Carnavales en Fuencaliente

Este año me voy a disfrazar de pirata en la fiesta de Carnaval del Burgo. Me acuerdo que, cuando aún estaba en la escuela, nos juntábamos todos la semana de antes de Carnaval para ir “a pedir del Gallo” por los cuatro pueblos del Coto Redondo. Nos llevaba mi padre en la furgoneta. El más mayor del grupo llevaba la bandera y los demás las cestas o bolsas para meter todo lo que nos dieran. Llamábamos a las puertas y cantábamos o rezábamos según nos pidiera el dueño de la casa. Con los alimentos que nos daban y alguna perrilla que también caía hacíamos merienda el Domingo Gordo en la escuela.

Voy a la cocina y pregunto a mi madre. Ella me cuenta:

– Claro, hija. En mis tiempos también se hacía eso. A nosotros dinero no nos daban pero sí muchas cosas de comer para la merienda. El Domingo Gordo por la tarde, comprábamos un gallo y lo perseguíamos por las eras hasta pillarlo. Luego lo enterrábamos asomando la cabeza y nos tapábamos los ojos a ver si lo atizábamos con un palo.

– ¿Y qué más cosas hacíais?

Esa tarde mi madre me explicó un montón de cosas de los carnavales.

– El Domingo Gordo, además de lo que hacían los chicos en la escuela, había misa por la mañana, y por la tarde las mozas se ponían los guardapiés y los mantones como disfraz. El alcalde daba vino en la Casa de Pueblo y el alguacil lo anunciaba con la corneta para que la gente se enterara y fuera a beber llevando cada uno su merienda. «¡Se hace saber que acudan a beber a la Casa de Pueblo!», decía. Por la noche había baile con los gaiteros y todos bailaban y se divertían. La tarde del Lunes de Carnaval, también llamado “Carrastoliendas”, mozas, mozos y mucha más gente del pueblo se tiraban ceniza los unos a los otros para echarse unas risas todos juntos.

– Eso de la vaquilla, ¿no se hacía el lunes también?

– No, hija. La vaquilla la sacábamos el Martes de Carnaval por la tarde. Las mozas se volvían a poner los guardapiés, los mantones y unos delantales bonitos, y uno de los mozos se ponía la vaquilla, hecha con unos palos y unos cuernos. El mozo estaba todo tapado para que no se le reconociera, sólo se veían los cuernos y el cencerro. Al lado de la vaquilla iba el torero con un palo. Las mozas temían a la vaquilla porque las perseguía para levantarles las faldas. A veces entre dos o más chicas la agarraban y descubrían quién era.

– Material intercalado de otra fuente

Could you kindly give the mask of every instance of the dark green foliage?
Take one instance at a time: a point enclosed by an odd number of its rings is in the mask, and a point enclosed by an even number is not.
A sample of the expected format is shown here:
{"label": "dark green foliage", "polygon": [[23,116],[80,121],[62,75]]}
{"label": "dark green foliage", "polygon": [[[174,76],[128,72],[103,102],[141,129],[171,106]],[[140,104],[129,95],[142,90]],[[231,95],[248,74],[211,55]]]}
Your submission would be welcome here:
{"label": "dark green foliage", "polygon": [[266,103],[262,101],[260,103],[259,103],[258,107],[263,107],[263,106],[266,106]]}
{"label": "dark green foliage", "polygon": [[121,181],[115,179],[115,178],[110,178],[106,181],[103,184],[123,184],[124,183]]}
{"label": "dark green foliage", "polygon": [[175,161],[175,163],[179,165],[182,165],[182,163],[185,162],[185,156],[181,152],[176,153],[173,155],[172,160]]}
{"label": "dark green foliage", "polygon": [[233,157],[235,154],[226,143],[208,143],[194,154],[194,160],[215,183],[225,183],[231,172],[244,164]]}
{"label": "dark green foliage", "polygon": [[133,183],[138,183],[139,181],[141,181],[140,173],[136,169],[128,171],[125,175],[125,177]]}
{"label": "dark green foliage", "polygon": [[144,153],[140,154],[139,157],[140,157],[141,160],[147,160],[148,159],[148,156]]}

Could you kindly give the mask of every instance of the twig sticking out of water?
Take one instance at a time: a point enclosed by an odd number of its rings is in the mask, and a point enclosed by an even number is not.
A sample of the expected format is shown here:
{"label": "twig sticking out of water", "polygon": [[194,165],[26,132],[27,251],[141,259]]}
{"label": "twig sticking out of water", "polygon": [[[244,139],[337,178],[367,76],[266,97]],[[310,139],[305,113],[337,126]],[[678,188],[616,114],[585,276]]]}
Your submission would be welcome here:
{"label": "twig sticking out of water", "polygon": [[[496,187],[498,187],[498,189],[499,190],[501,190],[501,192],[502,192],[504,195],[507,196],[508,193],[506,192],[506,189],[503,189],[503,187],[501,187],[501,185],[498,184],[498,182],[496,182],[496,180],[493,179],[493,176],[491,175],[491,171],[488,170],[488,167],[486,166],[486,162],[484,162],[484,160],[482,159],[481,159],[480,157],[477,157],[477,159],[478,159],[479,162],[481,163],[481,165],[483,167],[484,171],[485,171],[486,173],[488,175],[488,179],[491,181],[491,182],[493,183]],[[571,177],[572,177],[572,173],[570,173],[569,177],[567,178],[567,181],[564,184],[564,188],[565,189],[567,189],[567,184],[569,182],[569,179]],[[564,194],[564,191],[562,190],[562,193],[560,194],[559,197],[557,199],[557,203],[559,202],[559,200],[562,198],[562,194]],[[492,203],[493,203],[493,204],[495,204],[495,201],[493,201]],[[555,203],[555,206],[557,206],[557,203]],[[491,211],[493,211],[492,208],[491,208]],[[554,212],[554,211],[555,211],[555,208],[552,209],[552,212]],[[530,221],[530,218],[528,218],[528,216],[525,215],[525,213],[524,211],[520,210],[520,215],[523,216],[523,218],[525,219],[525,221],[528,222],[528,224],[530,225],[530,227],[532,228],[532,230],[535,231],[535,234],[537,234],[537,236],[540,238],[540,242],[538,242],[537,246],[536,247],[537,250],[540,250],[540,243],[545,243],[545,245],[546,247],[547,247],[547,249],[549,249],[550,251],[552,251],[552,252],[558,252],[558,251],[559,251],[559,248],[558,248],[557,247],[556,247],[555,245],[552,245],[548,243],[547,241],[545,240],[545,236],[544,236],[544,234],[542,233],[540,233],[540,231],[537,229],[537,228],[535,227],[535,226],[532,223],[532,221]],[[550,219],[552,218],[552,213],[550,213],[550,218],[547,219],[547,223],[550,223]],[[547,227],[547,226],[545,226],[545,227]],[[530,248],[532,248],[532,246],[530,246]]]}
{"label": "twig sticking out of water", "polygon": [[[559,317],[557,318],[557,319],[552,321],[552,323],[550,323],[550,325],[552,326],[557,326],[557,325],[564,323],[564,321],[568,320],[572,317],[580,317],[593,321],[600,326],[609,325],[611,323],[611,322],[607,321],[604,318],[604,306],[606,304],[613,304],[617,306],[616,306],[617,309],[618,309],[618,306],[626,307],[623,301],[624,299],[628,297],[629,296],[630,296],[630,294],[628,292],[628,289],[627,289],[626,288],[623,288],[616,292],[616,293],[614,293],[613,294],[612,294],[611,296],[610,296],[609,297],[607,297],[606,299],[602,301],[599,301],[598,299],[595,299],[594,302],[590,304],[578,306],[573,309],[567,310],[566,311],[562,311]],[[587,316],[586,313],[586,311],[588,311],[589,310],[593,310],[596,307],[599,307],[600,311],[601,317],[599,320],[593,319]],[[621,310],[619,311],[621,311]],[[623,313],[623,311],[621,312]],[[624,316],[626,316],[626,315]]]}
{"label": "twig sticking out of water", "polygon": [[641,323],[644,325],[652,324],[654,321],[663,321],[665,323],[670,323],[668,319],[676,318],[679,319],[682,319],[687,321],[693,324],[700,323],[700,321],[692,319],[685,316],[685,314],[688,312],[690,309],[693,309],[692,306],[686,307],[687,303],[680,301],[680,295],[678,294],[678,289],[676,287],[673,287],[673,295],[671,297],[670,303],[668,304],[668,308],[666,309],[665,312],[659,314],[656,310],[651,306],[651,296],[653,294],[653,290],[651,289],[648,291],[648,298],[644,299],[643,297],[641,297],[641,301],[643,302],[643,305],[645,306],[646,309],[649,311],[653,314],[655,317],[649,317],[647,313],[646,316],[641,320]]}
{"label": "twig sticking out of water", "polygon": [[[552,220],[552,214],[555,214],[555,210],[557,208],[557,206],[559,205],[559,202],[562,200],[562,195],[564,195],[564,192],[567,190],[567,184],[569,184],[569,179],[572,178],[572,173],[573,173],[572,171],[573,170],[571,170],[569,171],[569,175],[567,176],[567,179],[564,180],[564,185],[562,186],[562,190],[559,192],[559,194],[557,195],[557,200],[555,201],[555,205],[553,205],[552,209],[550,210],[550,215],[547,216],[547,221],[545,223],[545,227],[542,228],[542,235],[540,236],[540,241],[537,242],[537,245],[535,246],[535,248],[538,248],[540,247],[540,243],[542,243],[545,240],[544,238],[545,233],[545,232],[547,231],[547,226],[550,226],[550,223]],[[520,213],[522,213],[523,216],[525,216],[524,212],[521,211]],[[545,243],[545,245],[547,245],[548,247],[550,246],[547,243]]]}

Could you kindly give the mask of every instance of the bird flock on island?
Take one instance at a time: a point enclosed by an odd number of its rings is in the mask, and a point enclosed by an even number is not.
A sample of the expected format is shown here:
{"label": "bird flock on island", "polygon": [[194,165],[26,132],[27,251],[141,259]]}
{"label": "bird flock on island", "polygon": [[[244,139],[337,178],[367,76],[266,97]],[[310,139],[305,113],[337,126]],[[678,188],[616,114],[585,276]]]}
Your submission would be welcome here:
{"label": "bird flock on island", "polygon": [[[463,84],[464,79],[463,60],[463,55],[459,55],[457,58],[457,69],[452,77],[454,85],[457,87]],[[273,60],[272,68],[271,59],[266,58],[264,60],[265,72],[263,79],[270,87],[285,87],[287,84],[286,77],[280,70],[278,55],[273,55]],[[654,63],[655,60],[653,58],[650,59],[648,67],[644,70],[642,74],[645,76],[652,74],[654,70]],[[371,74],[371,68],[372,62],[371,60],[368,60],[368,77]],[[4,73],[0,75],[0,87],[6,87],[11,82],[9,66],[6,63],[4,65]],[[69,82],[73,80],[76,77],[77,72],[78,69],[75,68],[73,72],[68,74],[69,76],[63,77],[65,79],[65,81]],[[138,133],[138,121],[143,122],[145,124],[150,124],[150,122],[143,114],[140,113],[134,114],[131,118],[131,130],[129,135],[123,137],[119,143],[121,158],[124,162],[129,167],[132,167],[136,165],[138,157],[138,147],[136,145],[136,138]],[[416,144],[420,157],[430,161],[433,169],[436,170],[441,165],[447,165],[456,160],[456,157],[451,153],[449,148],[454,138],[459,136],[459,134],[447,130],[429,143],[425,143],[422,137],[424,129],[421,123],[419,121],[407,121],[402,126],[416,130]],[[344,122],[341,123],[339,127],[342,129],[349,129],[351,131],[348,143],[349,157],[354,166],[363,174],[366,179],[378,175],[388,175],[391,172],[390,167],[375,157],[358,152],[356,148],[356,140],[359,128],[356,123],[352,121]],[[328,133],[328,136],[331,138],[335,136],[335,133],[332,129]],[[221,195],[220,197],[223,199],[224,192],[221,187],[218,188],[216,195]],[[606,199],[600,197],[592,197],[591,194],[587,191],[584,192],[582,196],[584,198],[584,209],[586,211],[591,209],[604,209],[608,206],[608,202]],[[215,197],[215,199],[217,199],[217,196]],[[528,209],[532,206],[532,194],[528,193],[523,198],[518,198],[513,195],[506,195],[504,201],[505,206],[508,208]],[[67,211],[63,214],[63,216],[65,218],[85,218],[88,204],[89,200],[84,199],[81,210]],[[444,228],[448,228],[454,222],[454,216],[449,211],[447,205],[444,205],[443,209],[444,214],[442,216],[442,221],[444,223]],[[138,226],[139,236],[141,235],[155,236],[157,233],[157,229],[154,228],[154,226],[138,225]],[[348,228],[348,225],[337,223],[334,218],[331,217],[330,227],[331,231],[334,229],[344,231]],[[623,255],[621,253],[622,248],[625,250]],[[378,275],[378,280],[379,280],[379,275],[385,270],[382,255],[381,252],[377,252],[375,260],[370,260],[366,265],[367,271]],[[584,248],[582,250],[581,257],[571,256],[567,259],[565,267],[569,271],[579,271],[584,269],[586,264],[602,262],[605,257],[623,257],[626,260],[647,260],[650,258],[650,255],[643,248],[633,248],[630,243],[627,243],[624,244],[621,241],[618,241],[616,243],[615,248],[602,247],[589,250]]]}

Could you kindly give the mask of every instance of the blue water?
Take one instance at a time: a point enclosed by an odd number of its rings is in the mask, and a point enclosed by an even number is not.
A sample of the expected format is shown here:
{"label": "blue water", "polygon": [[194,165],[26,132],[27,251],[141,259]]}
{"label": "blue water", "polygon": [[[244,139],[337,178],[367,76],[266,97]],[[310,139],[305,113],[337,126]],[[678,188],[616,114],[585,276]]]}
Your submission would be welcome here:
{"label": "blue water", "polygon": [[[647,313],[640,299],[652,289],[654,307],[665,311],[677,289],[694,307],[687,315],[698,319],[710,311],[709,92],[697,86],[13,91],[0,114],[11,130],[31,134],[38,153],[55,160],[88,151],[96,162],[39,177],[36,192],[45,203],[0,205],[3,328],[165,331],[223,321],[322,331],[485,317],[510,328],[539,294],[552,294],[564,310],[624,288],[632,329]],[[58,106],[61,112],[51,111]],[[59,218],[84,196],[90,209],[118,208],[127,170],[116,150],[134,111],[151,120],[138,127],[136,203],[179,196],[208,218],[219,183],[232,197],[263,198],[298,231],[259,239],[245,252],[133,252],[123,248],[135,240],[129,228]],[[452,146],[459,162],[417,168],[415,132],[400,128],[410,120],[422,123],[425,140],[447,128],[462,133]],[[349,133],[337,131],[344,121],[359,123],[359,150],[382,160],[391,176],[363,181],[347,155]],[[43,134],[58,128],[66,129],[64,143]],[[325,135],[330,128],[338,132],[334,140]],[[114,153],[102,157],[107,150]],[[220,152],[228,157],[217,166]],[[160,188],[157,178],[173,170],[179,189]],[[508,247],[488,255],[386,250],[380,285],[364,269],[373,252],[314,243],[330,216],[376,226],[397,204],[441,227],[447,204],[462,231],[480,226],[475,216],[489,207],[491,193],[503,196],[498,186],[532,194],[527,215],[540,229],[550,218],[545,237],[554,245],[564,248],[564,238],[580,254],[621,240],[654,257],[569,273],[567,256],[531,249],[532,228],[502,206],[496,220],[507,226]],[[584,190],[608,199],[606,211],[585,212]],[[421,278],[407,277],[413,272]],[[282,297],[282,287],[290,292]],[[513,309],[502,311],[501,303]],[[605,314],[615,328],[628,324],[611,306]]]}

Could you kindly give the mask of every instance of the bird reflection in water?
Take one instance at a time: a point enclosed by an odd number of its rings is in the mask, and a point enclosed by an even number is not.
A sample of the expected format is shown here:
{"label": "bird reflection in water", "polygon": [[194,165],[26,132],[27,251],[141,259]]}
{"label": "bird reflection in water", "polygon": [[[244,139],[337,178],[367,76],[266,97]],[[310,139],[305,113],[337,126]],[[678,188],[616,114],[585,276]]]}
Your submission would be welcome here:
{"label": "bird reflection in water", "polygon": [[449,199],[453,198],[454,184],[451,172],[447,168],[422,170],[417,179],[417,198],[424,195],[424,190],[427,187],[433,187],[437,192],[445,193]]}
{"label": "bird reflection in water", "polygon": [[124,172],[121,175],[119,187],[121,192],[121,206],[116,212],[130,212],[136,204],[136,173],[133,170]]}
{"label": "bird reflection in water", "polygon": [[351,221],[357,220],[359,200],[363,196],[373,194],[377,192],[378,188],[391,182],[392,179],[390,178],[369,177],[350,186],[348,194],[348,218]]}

– ¿Las mozas nunca se ponían la vaquilla?

– La costumbre era que los mozos la llevaran, pero si te digo la verdad una vez me la puse yo.

– ¿En serio, mamá? –pregunté sorprendida.

– Sí. Dejé las ovejas en un corral a lo bajero del pueblo y como sabía dónde guardaban la vaquilla, me la puse. La Felicitas se vistió de pastor. Nos tapamos la cara con el pañuelo haciéndole unos agujeros para los ojos y nos echamos el capote para que no nos reconocieran. Íbamos detrás de las mozas a levantarlas la falda y todas diciendo: “¿Quiénes serán? Pero si no echamos de menos a ningún mozo”. ¡Claro, no se imaginaban que fuéramos chicas!

Mi madre sonríe satisfecha al terminar de contarme la historia, y su sonrisa abierta quiere decir que todavía hoy sigue disfrutando recordando la anécdota. Yo también estoy de alguna manera orgullosa de que hiciera lo que me cuenta.

Esta noche me voy a disfrazar de pirata con mis amigas en la fiesta de Carnaval del Burgo, pero estoy pensando que sería muy gracioso que en medio del desfile apareciera la vaquilla con sus cuernos y su gran cencerro persiguiendo a todo el mundo. Igual algún año me disfrazo de vaquilla. Ya veremos.